Since 2008, Record Store Day has been a way of showcasing the importance of independent record stores and the culture they help to cultivate in their communities. Today, it’s celebrated on every continent that houses a record store (get it together, Antarctica) and on Saturday, stores in our area saw lineups of devotees waiting to grab that one (or several) special limited edition record they just had to add to their collection.

I’m not so blind to realize there are issues with Record Store Day that go beyond supply chain issues. Like most good things, it’s been somewhat sullied by corporate greed (only Visa will know how much I spent in total between the April day and Saturday) and unfortunate gimmicks (countless picture discs, three-inch records, or worse, cassette tapes). But it’s still a great day for a community to form and more people to enjoy the warmth that a physical piece of media can provide.

And we’re lucky in these parts to not only have the stores we do but that they also made it through the pandemic. Every time I walk into one of my locals (the plural is on purpose because I feel like a regular in more than one shop), I think of Rob Gordon from “High Fidelity,” explaining how he stayed afloat as the owner of Championship Vinyl.

“I get by because of the people who make a special effort to shop here – mostly young men – who spend all their time looking for deleted Smith singles and original, not rereleased – underlined – Frank Zappa albums. Fetish properties are not unlike porn. I’d feel guilty taking their money, if I wasn’t… well… kinda one of them.”

As an aside, it’s not just “young men.” While those of us Saturday morning were predominantly white men of a certain age, the act of buying and appreciating records is as inclusive as ever and those who rally in opposition to that (who, admittedly, are likely white men of a certain age or writing ridiculous books like “Record Collecting For Girls”) need to come correct.

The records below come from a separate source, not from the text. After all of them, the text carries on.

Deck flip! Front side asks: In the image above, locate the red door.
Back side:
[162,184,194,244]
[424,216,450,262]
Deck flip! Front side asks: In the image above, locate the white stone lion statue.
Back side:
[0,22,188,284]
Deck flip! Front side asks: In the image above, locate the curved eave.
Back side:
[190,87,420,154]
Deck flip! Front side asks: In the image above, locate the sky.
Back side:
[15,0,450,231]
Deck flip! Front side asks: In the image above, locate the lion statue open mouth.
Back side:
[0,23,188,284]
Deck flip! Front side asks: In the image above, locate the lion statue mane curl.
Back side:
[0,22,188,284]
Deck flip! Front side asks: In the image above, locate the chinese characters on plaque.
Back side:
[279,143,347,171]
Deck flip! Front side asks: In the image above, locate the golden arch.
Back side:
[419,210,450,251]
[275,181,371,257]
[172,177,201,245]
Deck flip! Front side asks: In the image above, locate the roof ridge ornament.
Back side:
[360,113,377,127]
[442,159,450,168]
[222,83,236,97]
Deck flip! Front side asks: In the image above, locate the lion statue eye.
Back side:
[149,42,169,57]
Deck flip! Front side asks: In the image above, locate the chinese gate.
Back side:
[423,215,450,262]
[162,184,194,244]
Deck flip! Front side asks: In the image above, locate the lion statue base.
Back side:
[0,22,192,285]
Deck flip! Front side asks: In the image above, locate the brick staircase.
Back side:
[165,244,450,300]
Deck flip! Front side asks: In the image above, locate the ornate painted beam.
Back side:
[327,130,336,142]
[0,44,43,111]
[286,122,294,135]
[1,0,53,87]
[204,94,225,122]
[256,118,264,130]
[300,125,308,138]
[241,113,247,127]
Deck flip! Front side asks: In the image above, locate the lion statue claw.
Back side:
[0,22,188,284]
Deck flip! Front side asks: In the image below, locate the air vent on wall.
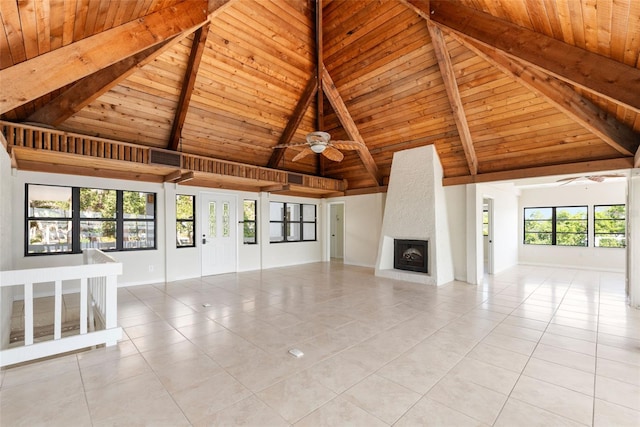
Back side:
[149,148,182,168]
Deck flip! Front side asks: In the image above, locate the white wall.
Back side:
[518,181,627,271]
[323,193,386,267]
[0,142,13,349]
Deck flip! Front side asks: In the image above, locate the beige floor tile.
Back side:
[593,399,640,427]
[596,357,640,386]
[596,375,640,411]
[511,376,593,424]
[307,355,373,393]
[0,369,91,426]
[193,395,289,427]
[81,354,151,391]
[450,357,519,395]
[86,373,189,426]
[426,374,507,425]
[394,397,488,427]
[171,372,251,422]
[522,358,595,396]
[482,332,537,356]
[494,398,591,427]
[295,396,388,427]
[341,374,421,424]
[532,344,596,373]
[257,372,336,423]
[467,343,529,373]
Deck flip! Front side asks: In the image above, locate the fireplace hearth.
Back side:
[393,239,429,273]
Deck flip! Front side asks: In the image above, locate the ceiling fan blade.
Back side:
[330,141,365,150]
[273,142,309,148]
[291,144,313,162]
[322,146,344,162]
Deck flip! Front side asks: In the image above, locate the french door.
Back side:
[200,193,238,276]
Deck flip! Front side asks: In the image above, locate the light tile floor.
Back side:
[0,263,640,427]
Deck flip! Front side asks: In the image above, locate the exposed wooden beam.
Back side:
[442,157,633,185]
[322,67,382,185]
[0,0,207,114]
[169,22,210,150]
[260,184,291,193]
[267,74,318,168]
[26,38,178,126]
[427,21,478,175]
[422,0,640,113]
[450,31,640,156]
[315,0,325,176]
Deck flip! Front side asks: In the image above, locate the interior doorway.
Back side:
[329,203,344,261]
[482,198,494,274]
[200,193,238,276]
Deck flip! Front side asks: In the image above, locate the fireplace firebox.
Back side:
[393,239,429,273]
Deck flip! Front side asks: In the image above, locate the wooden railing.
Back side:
[0,249,122,367]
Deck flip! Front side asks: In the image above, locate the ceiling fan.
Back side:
[274,131,363,162]
[556,174,624,185]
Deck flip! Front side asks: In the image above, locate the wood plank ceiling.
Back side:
[0,0,640,191]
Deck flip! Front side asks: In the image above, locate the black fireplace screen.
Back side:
[393,239,429,273]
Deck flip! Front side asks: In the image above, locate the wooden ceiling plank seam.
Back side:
[27,34,182,126]
[442,158,633,186]
[0,2,207,113]
[267,73,318,168]
[430,0,640,113]
[322,68,382,185]
[0,1,27,68]
[169,23,210,151]
[427,22,478,175]
[444,28,640,156]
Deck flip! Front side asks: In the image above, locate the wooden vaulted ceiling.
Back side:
[0,0,640,193]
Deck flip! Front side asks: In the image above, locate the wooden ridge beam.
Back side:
[420,0,640,113]
[169,22,210,151]
[267,74,318,168]
[322,67,382,185]
[26,38,179,126]
[449,31,640,156]
[0,0,208,114]
[442,157,633,186]
[427,21,478,175]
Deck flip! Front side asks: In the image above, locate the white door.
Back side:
[200,193,238,276]
[329,203,344,259]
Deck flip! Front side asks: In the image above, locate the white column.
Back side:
[627,169,640,308]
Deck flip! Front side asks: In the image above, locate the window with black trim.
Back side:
[269,202,316,243]
[242,200,258,245]
[176,194,196,248]
[593,205,627,248]
[25,184,156,255]
[524,206,588,246]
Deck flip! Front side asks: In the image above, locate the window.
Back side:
[269,202,316,243]
[242,200,258,245]
[176,194,196,248]
[25,184,156,255]
[593,205,627,248]
[524,206,588,246]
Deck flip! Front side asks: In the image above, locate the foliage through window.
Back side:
[269,202,316,243]
[176,194,196,248]
[242,200,258,245]
[524,206,588,246]
[25,184,156,255]
[593,205,627,248]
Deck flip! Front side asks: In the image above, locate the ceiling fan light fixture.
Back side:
[311,143,327,154]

Having a record collection, I will admit, makes absolutely no sense. They’re inconvenient (you can only listen to them in one location) and expensive (in the US, part of the reason vinyl is now a more than $1 billion annual industry is the $30 average sticker price). They’re bulky and awkward; I’m moving in the next month and the only thing I’m not sure how I’m getting from Point A to Point B is the thousand or so records currently neatly organized in my living room.

But the only sense any collection needs to make is that it fills something inside you that you might not have realized you need. Whether it’s comic books or Faberge eggs, having a collection of anything is the ultimate “you do you” moment. You barely need to justify it to yourself, let alone anyone. All it has to do is feel right.

And after all this time, few things feel more right than cutting into the wrap around the jacket, taking the record from the sleeve, putting it on the platter and dropping the needle.